A l’heure où la baisse des permis de construire freine la construction, les auteurs du rapport soulignent que la levée des réticences des communes à délivrer des permis apparaît comme la première priorité. Ils proposent ensuite la substitution de l’exonération de taxe foncière par un crédit d’impôt et suggèrent de mettre fin au critère consistant à imposer au moins 25% de logements sociaux au sein des programmes de logement intermédiaire pour bénéficier du taux réduit de TVA fixé à 10%. Imposer des logements sociaux limite en effet fortement la rentabilité de tels programmes mixtes.

Que resterait-il aux particuliers ?

Et les investisseurs particuliers dans tout ça ? La mission confiée à l’IGF et au CGEDD estime que le développement de nouveaux fonds dédiés au logement intermédiaire en construction neuve (ou en rénovation de l’ancien), sous la forme d’organismes de placement collectif en immobilier (OPCI), pourrait permettre de continuer à diriger l’épargne des ménages vers le logement intermédiaire. Il s’agirait donc de créer des fonds mais sans avantage fiscal supplémentaire autre que ceux dont bénéficient déjà les institutionnels dans le cadre du logement intermédiaire. Son rendement locatif est estimé entre 2% et 3% et sa relative liquidité, avec possibilité de revente des parts alignée au maximum sur celle de la détention du bien, soit 10 ans, est estimée « suffisante pour attirer les investisseurs privés dans le contexte de taux actuel. »

Effet de levier de l’emprunt

Pourtant, acheter un logement locatif qu’on peut récupérer à la fin de la période d’engagement de location et investir dans un fonds est difficilement comparable. Le succès du Pinel repose indéniablement sur l’attachement des Français à la pierre. Le rapport reconnaît d’ailleurs que ce fonds de logements intermédiaires présente une limite majeure dans le sens où il constituerait une importante évolution culturelle du comportement de l’épargnant investissant dans l’immobilier. « Avec le Pinel, si l’épargnant recherchait avant tout le bénéfice fiscal, il était in fine propriétaire de son logement », reconnaissent les auteurs. Autre différence de taille : pour un particulier, l’investissement immobilier est le seul qui permette de faire jouer l’effet de levier de l’emprunt, particulièrement efficace avec des taux au plancher et bien sûr pertinent pour se constituer progressivement un patrimoine en prévision de la retraite. Impossible donc de recourir à un prêt immobilier classique pour investir dans un OPCI.
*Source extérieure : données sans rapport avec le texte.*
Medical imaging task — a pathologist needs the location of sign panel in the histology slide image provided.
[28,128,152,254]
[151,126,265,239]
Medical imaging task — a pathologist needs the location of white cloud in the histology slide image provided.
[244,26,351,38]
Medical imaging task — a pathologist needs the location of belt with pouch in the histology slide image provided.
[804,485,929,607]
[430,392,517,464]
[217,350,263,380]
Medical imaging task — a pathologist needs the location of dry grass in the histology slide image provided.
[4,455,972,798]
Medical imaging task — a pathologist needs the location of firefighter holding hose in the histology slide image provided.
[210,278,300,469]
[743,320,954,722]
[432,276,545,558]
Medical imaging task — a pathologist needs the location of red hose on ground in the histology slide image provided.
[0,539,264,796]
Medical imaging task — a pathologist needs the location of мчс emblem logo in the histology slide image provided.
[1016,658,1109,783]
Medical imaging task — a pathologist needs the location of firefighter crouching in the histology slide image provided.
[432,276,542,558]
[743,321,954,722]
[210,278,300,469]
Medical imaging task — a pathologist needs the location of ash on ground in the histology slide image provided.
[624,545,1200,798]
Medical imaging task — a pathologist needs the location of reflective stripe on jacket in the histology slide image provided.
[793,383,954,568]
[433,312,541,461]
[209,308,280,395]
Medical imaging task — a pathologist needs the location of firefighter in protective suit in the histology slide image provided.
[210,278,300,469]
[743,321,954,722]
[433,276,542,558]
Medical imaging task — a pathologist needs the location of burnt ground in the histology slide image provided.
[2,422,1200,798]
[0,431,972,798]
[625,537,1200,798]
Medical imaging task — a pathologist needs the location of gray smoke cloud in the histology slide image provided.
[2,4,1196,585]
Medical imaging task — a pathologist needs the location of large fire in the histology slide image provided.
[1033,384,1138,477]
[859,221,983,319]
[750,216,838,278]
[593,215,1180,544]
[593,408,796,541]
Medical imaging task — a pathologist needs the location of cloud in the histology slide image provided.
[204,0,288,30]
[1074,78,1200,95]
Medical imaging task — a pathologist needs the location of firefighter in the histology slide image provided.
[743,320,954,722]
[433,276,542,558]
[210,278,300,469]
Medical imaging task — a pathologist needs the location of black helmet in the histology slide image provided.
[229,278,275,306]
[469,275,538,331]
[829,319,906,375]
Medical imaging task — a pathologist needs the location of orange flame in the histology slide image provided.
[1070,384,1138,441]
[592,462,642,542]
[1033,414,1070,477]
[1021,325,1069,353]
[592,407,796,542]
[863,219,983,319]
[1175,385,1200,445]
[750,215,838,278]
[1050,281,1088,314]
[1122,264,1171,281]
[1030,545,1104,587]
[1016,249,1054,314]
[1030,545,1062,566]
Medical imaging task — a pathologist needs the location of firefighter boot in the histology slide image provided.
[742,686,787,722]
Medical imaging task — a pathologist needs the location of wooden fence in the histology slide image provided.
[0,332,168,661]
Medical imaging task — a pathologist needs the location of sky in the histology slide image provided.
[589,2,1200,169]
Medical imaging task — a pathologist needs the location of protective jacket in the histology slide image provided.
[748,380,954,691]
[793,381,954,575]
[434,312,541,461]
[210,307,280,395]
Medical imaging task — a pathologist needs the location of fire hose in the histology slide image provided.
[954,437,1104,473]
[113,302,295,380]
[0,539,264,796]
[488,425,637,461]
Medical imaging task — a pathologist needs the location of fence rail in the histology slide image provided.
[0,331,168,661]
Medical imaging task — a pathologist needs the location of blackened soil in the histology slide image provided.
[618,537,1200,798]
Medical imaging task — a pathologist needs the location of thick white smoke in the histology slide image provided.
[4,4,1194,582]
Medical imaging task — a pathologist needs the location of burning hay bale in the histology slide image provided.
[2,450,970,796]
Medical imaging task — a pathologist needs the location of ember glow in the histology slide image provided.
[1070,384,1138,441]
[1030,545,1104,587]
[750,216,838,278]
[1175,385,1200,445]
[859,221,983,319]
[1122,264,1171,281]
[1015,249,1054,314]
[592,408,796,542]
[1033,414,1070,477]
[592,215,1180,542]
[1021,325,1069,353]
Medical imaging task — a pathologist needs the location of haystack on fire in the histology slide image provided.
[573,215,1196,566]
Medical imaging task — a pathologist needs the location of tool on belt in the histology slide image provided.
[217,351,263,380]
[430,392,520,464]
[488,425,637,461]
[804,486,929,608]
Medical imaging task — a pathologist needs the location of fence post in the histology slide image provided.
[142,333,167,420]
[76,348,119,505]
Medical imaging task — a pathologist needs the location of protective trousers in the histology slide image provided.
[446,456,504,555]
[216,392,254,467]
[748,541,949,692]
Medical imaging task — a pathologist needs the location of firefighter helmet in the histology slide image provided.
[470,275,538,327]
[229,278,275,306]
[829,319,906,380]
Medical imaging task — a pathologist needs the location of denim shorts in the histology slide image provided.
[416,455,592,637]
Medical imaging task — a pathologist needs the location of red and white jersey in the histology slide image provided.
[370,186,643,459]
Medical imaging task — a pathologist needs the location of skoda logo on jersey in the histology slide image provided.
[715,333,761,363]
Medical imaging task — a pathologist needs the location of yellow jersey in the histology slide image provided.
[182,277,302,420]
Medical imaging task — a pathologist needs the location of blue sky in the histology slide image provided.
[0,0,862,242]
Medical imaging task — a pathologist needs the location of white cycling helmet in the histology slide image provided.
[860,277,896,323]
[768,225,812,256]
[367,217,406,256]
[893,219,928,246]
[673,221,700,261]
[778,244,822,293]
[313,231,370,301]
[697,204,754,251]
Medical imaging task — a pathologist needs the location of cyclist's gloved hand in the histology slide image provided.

L'épargne au service du logement

Enfin, ce rapport n’aborde pas directement la problématique des petits promoteurs immobiliers dont certains dépendent beaucoup des ventes en Pinel. Il faut rappeler au passage que le Pinel garde aujourd’hui un rôle prépondérant dans la construction neuve avec environ un projet VEFA sur deux. Alors ne vaudrait-il pas mieux garder un dispositif fiscal comparable au Pinel tout en développant le logement intermédiaire grâce à l’investissement des institutionnels qui, rappelons-le, font fructifier une bonne partie de l’épargne financière des Français ?

a savoir

Le gouvernement envisage actuellement une poursuite du dispositif d’investissement locatif Pinel avec des paramètres inchangés en 2022. La ministre en charge du logement, Emmanuelle Wargon, propose ensuite de diminuer le taux de réduction d’impôt à partir de 2023, sauf pour les logements situés dans les quartiers prioritaires de la politique de la ville ou qui satisfont des normes environnementales exemplaires. Pour les logements neufs achetés en 2023, la réduction d’impôt pourrait ainsi diminuer à 10,5% pour un engagement de location de 6 ans contre 12% actuellement et à 15% pour un engagement de location de 9 ans (18% actuellement). Sur 12 ans, on passerait de 21% à seulement 17,5%.